United States oil production up. 
United States fuel prices up?


Posted using Outdoor Hub Campfire


----------



## cfioritto (Mar 25, 2012)

I am aware that 200 trucks could bring in the chemicals used in the fracking process and only 100 could haul out the used chemicals. The rest are left in the ground, find their way into ponds, lakes and other bodies of water or dumped into man made catchalls and allowed to evaporate into our atmosphere. I have read plenty and as I stated before it is my choice to not have fracking anywhere near me or my children.


----------



## General (Oct 28, 2009)

A well drilled and frac'd in the 50's is more dangerous to your drinking water than a well drilled and frac'd today. And FYI every well drilled with the intent to produce fluid has been hydraulically fractured. The Governor of Colorado drank a glass of frac fluid, every "chemical" used by Halliburton in frac'ing is food grade. I've tasted it


----------



## 75slick (Feb 8, 2007)

General said:


> A well drilled and frac'd in the 50's is more dangerous to your drinking water than a well drilled and frac'd today. And FYI every well drilled with the intent to produce fluid has been hydraulically fractured. The Governor of Colorado drank a glass of frac fluid, every "chemical" used by Halliburton in frac'ing is food grade. I've tasted it


Yep every gas well drilled is fracked. Injection wells have been around as long. If the shallow well in my back yard didn't effect my water well in 25 years how can a deeper well do it. I think the people against this deep drilling are sore because they don't stand to profit from the drilling.


----------



## bad luck (Apr 9, 2009)

cfioritto said:


> Good point gdhuber about the more than 20,000 gallons of fracking waste that was dumped into a storm drain that runs into a tributary of the Mahoning River. How do the supporters of fracking feel about that. It is a direct threat to every member of OGF. I know we need more jobs, but is this the way to go? Of all of the supporters for fracking who has ever had to face the possibility of one of these companies wanting to use your land? I have so I know some of the risks. Sure there are risks in a lot of things, but why take one more? I have read plenty about this and it is my right to say I do not want these companies by where my children play, I live and where I fish.

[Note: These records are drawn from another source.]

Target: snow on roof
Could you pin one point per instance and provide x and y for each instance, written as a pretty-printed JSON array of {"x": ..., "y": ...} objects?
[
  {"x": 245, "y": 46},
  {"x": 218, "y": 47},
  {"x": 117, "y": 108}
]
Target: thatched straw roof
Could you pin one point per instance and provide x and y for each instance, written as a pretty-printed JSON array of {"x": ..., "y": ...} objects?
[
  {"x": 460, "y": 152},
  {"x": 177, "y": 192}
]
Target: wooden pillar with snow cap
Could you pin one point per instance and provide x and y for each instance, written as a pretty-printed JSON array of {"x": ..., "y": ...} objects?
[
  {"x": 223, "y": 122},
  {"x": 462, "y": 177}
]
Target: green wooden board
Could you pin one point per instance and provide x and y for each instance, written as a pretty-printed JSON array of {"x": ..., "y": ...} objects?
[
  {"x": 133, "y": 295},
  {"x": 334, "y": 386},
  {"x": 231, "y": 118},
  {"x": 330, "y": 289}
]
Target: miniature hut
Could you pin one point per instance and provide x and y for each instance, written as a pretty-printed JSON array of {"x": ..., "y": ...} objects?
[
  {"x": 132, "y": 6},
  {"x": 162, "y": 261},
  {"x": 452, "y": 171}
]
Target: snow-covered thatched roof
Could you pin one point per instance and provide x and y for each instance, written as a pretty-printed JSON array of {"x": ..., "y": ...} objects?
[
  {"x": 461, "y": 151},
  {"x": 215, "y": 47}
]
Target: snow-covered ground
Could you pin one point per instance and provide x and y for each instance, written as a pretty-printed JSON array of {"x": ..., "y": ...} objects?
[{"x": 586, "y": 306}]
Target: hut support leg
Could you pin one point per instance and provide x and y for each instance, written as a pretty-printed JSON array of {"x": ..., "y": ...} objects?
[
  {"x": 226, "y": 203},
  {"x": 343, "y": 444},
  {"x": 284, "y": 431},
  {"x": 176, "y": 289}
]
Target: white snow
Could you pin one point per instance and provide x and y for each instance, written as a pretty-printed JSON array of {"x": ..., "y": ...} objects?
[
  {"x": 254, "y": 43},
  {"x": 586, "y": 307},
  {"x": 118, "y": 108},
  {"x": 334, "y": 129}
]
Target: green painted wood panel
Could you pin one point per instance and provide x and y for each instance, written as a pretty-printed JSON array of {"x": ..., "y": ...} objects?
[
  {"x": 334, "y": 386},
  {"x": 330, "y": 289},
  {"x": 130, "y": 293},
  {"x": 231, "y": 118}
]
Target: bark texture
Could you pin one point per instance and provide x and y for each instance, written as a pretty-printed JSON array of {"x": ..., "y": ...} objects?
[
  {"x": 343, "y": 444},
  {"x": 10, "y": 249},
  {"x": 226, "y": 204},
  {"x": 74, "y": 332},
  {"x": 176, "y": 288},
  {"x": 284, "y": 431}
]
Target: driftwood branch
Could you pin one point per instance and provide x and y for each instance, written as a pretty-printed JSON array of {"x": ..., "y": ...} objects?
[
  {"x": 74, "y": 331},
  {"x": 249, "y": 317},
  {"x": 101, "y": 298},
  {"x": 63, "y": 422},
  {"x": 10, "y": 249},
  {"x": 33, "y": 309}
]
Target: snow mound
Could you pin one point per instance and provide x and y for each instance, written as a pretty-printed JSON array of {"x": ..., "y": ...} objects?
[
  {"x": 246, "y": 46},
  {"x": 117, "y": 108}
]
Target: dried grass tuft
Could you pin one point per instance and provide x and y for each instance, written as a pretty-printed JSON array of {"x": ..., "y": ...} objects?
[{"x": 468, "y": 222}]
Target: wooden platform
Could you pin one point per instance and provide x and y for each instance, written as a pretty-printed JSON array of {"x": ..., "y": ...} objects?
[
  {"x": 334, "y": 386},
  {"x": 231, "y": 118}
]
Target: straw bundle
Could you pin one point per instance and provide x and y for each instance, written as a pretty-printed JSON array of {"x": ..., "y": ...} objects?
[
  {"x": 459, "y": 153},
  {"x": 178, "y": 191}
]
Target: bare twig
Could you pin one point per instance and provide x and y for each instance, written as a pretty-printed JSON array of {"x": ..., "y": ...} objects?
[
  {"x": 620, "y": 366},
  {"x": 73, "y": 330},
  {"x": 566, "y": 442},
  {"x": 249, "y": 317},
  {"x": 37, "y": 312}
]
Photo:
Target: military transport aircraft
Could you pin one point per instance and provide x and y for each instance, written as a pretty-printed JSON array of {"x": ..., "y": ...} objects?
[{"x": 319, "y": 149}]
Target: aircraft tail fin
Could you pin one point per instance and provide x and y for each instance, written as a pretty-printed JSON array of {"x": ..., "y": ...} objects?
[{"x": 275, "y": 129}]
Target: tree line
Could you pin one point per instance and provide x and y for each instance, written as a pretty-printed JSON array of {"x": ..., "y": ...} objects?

Can't close down the beer factories over the actions of a few drunk driving idiots.....or can you? Same comparisons of an irresponsible "frac'ing" operator dumping pollution in a river as thousands of drunk drivers annually killing thousands of people. 

So i ask, if you're going to be consistent on the overall good of man, do you also support banning alcohol, tobacco, dope.....those affect a LOT more lives and KILL WAY more than the development of our natural resources into fuel.


----------



## bad luck (Apr 9, 2009)

gdhuber said:


> I am kicking around ideas for a fishing tournament to stop fracking.
> 
> I was thinking at Berlin or Milton in April or May.
> 
> ...


Your heart is in the right place, all of us who hunt and fish love the environment, we just all have different ideas on protection and use. 
Remember, the environment in OH we hunt in, was bare of woods 100 years ago, Cuy River was on fire 45 yrs ago, .....we've come a long way and learned from those things. Fishing and hunting ain't too bad in Oh now.


----------



## cfioritto (Mar 25, 2012)

bad luck said:


> Can't close down the beer factories over the actions of a few drunk driving idiots.....or can you? Same comparisons of an irresponsible "frac'ing" operator dumping pollution in a river as thousands of drunk drivers annually killing thousands of people.
> 
> So i ask, if you're going to be consistent on the overall good of man, do you also support banning alcohol, tobacco, dope.....those affect a LOT more lives and KILL WAY more than the development of our natural resources into fuel.


We are talking about something totally different. It is more effective for a community to protect the environment against a business such as fracking than it is to keep an unknown individual from making a random bad choice.


----------